SAINT JOHN, N.B. – With their enchanting Alice in Wonderland routine, Meagan  Duhamel and Eric Radford peered through a looking glass and found themselves with a bronze medal, with scores they didn’t expect. Their tally? 190.62.

Duhamel and Radford feel their exquisite Alice in Wonderful routine is Olympic medal potential, but errors in Saint John left them with a much lower score than usual. “Despite the mistakes, we could feel the energy in the building,” Radford said.

One of the toughest things to take was an aborted lift in the second half of their program. They lost about eight points with that element alone. Radford revealed that Duhamel had suffered a shoulder injury three weeks ago and during rehab, they had to change the technique on the lift. Perhaps that had a bearing on it. But they lost plenty of points elsewhere too, on just about every element in fact except a lift near the very end of their program. They got a standing ovation.

And coming when the lift did, they were depending on muscle memory to carry them through and it didn’t work. “It’s hard to put a finger on it,” Radford said.

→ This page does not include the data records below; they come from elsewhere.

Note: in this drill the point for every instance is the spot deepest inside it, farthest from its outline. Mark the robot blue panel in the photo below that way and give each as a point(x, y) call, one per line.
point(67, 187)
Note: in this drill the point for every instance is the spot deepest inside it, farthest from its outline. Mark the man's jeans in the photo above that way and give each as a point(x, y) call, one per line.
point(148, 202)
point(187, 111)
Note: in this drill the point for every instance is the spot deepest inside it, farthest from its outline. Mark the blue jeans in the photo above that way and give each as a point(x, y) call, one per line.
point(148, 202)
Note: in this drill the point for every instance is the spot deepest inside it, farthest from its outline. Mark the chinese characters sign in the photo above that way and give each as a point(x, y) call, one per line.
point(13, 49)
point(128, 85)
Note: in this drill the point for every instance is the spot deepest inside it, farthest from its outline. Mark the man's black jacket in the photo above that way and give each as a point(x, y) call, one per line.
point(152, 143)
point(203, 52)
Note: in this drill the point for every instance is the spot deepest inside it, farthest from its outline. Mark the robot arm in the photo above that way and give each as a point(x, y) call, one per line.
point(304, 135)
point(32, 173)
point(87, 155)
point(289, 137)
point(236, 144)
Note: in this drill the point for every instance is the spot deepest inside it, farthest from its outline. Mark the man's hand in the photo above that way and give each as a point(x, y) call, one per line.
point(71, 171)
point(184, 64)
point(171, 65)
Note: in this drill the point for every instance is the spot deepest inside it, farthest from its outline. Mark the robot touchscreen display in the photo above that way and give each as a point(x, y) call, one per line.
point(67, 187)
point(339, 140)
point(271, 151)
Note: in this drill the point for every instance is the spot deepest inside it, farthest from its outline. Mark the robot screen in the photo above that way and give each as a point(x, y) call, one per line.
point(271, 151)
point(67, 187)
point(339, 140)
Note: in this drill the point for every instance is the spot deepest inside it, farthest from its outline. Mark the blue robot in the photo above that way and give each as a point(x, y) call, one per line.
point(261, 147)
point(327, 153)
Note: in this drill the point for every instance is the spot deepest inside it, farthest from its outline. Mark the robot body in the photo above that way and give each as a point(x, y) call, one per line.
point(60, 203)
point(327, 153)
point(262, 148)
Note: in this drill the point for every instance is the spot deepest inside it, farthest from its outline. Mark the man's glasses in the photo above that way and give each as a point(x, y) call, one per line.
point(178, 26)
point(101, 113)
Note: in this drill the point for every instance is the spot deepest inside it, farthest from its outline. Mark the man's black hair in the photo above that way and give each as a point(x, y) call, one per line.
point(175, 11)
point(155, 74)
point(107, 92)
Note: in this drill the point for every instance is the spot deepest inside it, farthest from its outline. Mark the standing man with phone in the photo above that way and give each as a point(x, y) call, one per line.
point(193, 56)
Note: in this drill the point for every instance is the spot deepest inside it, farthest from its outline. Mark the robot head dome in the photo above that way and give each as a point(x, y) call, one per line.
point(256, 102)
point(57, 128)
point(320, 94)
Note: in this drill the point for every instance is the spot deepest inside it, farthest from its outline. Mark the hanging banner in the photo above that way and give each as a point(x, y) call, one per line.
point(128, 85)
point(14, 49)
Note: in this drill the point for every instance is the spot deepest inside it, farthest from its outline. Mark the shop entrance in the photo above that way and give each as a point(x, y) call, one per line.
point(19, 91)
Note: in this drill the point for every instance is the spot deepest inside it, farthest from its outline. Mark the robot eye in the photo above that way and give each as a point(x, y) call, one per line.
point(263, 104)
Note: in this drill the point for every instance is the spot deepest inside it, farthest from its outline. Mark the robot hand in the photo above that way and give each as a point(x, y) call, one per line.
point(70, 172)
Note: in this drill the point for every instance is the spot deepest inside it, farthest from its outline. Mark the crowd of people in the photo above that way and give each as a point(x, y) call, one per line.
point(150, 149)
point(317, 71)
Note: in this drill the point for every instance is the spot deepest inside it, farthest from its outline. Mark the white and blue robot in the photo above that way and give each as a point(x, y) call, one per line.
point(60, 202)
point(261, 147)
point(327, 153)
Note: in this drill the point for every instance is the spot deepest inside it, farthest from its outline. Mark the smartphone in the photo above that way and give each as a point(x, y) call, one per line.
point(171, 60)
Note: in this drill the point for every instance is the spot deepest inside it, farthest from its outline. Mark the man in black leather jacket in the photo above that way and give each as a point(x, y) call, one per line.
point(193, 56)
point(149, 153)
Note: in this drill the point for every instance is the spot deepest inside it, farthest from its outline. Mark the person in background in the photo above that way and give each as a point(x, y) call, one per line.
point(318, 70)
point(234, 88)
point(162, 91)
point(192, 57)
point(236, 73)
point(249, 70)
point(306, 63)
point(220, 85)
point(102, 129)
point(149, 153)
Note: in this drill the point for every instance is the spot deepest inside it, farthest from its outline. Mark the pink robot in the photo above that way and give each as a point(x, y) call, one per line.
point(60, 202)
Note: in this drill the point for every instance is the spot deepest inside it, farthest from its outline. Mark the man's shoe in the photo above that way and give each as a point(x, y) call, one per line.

That left the improving Italians, Stefania Berton and Ondrej Hotarek, the winners of their first Grand Prix gold medal. They were third last year at Skate Canada, their previous highest finish. Canada has been good to them. Hey, they came armed with Dracula, their long program choreographed by noted Canadian designer David Wilson.

Berton and Hotarek finished with 193.92 points, but they didn’t actually win the long program. That honour fell to the pocket Chinese pair, Sui Wenjing and Han Cong, who fired off a quadruple twist – the first one they’d done since they won junior world championship in 2012. Injured for much of last year, they came back with an exclamation point.

Berton and Hotarek actually finished second in both the short and the long program.

Paige Lawrence and Rudi Swiegers finished fourth, despite injury, but it was a good step up from the short program, in which they finished sixth. They got their moxie back for the long, what Lawrence calls their “wild animal thing,” the urge to do battle. And they did land a throw triple Lutz near the end of the routine and they showed off a mighty never-ending lift.

A third Canadian team, Margaret Purdy and Michael Marinaro, finished eighth, accomplishing some elements that they missed last week at Skate America but finding new elements to make mistakes on. It’s been a learning experience for this team competing in their first senior Grand Prix. They’ll take the lessons they’ve learned to the Canadian championships in Ottawa in January.

Duhamel and Radford actually earned their second highest component marks ever (66.34), despite the mistakes. It was an odd position for them to be in, with their technical marks down low (54.71) and their program component marks high. The Chinese team that won drew technical marks of 65.76 and the Italians finished with 63.41, whose best finish at a world championship in the past was a 10th last year.